B. Mascarot s'interrompit un moment, succombant sous le poids de ses souvenirs; mais il ne vint à l'esprit d'aucun de ses auditeurs de risquer seulement une observation.
Le brillant Croisenois avait jeté son cigare.
—Je puis vous le dire, reprit le placeur, ma découverte m'atterra. J'oubliai mes anxiétés pour ne songer qu'aux siennes. N'éprouvions-nous pas les mêmes angoisses, lui, pour cent mille francs, moi, pour cent sous!...
Mais déjà, au milieu des ténèbres de mon malheur, une idée infernale commençait à poindre.
Ne pouvais-je tirer parti de ce secret volé?

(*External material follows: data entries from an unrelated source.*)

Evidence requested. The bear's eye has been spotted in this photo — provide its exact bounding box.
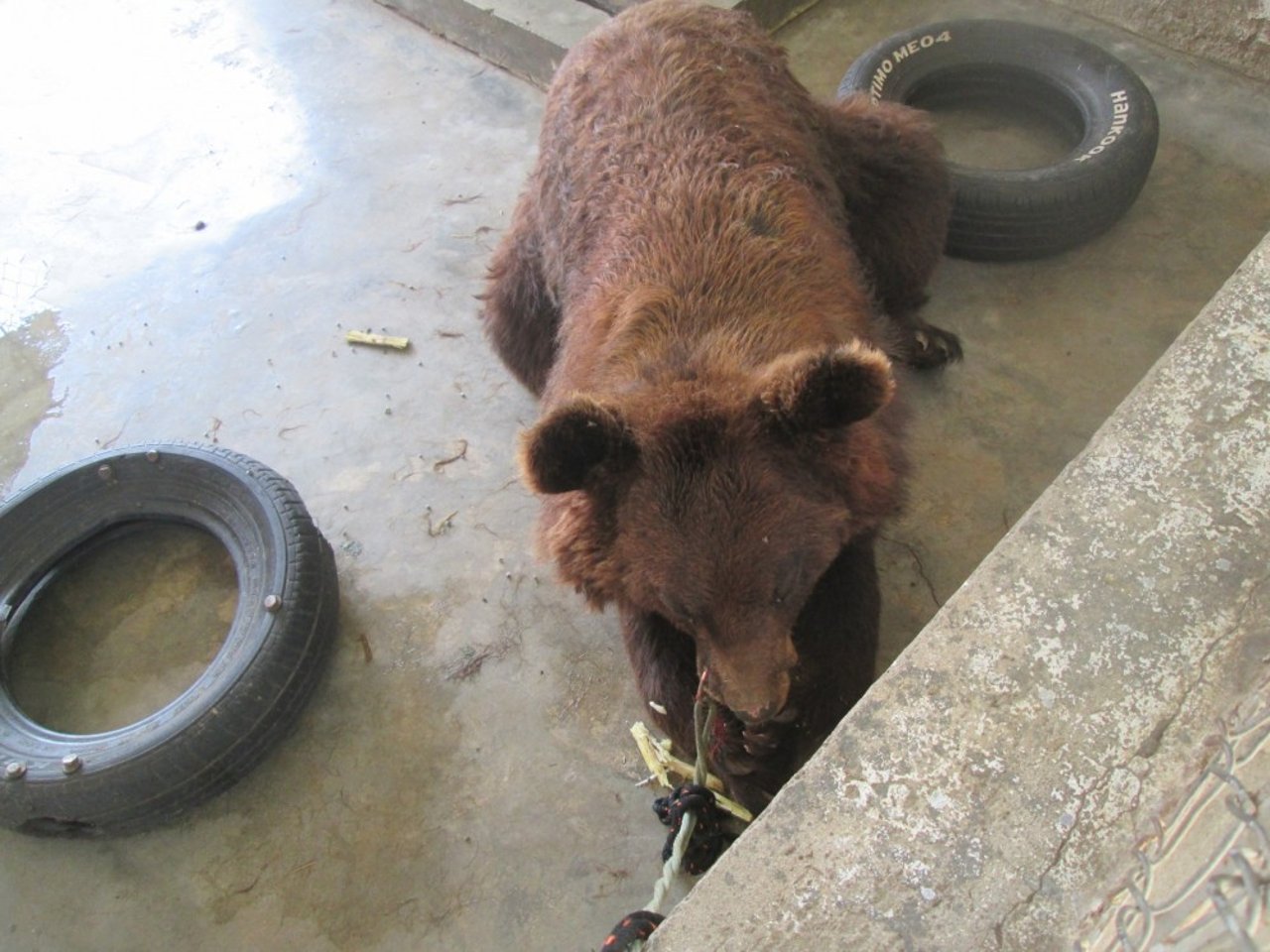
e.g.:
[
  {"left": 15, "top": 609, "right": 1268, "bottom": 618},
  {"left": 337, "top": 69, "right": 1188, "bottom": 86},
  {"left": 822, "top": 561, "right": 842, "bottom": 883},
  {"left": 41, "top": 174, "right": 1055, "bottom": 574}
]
[{"left": 772, "top": 559, "right": 803, "bottom": 606}]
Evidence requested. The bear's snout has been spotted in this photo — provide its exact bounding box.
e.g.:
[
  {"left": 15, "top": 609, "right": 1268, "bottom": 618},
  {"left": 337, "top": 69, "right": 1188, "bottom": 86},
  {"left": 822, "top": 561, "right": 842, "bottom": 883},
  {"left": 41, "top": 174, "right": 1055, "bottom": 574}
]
[{"left": 701, "top": 639, "right": 798, "bottom": 724}]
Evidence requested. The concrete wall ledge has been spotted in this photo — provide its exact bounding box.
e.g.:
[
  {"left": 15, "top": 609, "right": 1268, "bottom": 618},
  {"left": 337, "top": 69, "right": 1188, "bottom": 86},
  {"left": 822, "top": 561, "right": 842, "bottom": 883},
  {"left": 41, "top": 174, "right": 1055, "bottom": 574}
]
[
  {"left": 652, "top": 236, "right": 1270, "bottom": 952},
  {"left": 378, "top": 0, "right": 817, "bottom": 89}
]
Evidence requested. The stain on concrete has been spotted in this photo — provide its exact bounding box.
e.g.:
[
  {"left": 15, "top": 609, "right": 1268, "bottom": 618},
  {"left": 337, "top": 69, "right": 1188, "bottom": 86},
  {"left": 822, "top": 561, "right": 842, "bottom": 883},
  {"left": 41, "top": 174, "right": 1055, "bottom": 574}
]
[
  {"left": 5, "top": 523, "right": 237, "bottom": 734},
  {"left": 0, "top": 311, "right": 66, "bottom": 496}
]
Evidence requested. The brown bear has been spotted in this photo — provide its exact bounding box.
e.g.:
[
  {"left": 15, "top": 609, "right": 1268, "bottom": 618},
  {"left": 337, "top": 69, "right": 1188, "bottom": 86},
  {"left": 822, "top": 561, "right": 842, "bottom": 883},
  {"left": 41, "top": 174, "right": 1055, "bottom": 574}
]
[{"left": 484, "top": 0, "right": 960, "bottom": 808}]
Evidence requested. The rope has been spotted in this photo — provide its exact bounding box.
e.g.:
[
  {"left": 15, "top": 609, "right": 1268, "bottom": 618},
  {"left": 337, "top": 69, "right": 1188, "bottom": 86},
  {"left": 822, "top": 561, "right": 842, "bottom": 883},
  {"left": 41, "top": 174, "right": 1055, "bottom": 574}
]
[{"left": 600, "top": 672, "right": 726, "bottom": 952}]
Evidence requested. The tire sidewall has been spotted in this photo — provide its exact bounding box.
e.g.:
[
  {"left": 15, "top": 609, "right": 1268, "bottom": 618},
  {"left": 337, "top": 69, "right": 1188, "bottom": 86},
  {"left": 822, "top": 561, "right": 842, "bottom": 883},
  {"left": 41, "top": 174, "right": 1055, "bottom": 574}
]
[
  {"left": 0, "top": 444, "right": 337, "bottom": 829},
  {"left": 838, "top": 20, "right": 1158, "bottom": 258}
]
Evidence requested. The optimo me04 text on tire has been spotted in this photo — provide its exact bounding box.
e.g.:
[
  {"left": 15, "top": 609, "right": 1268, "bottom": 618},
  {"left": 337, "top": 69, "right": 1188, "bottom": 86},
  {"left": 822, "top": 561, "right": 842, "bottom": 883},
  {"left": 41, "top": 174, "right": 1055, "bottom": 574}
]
[
  {"left": 0, "top": 444, "right": 339, "bottom": 837},
  {"left": 838, "top": 20, "right": 1160, "bottom": 262}
]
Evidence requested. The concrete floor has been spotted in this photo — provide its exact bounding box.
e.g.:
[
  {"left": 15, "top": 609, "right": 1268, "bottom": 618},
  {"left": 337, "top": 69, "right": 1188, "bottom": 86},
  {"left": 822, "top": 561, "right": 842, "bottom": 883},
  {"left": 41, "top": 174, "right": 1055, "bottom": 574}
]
[{"left": 0, "top": 0, "right": 1270, "bottom": 951}]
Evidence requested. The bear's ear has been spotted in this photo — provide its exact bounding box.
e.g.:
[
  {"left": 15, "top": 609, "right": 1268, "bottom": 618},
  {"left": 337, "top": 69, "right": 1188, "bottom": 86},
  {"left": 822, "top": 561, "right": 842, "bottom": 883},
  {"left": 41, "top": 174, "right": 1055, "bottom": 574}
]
[
  {"left": 758, "top": 341, "right": 895, "bottom": 434},
  {"left": 521, "top": 396, "right": 639, "bottom": 495}
]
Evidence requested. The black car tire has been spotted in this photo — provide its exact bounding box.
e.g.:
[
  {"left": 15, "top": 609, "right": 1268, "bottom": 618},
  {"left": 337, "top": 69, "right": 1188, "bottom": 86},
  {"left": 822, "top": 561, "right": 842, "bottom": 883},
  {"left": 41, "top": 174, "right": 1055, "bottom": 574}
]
[
  {"left": 838, "top": 20, "right": 1160, "bottom": 262},
  {"left": 0, "top": 444, "right": 339, "bottom": 835}
]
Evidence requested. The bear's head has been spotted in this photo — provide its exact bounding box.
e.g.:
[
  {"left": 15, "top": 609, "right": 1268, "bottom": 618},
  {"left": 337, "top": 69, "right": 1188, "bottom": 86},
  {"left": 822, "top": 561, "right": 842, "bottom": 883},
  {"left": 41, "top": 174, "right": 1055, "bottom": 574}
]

Ce fut une inspiration. Je me levai et j'allai demander au comptoir des pains à cacheter et un almanach de Paris.
Revenu à ma place, je collai rapidement les fragments sur une seconde feuille de papier, je pris l'adresse du négociant et je sortis.
Cet homme malheureux habitait rue de la Chaussée-d'Antin.
Pendant plus d'une demi-heure, je me promenai devant la superbe maison qu'il habitait.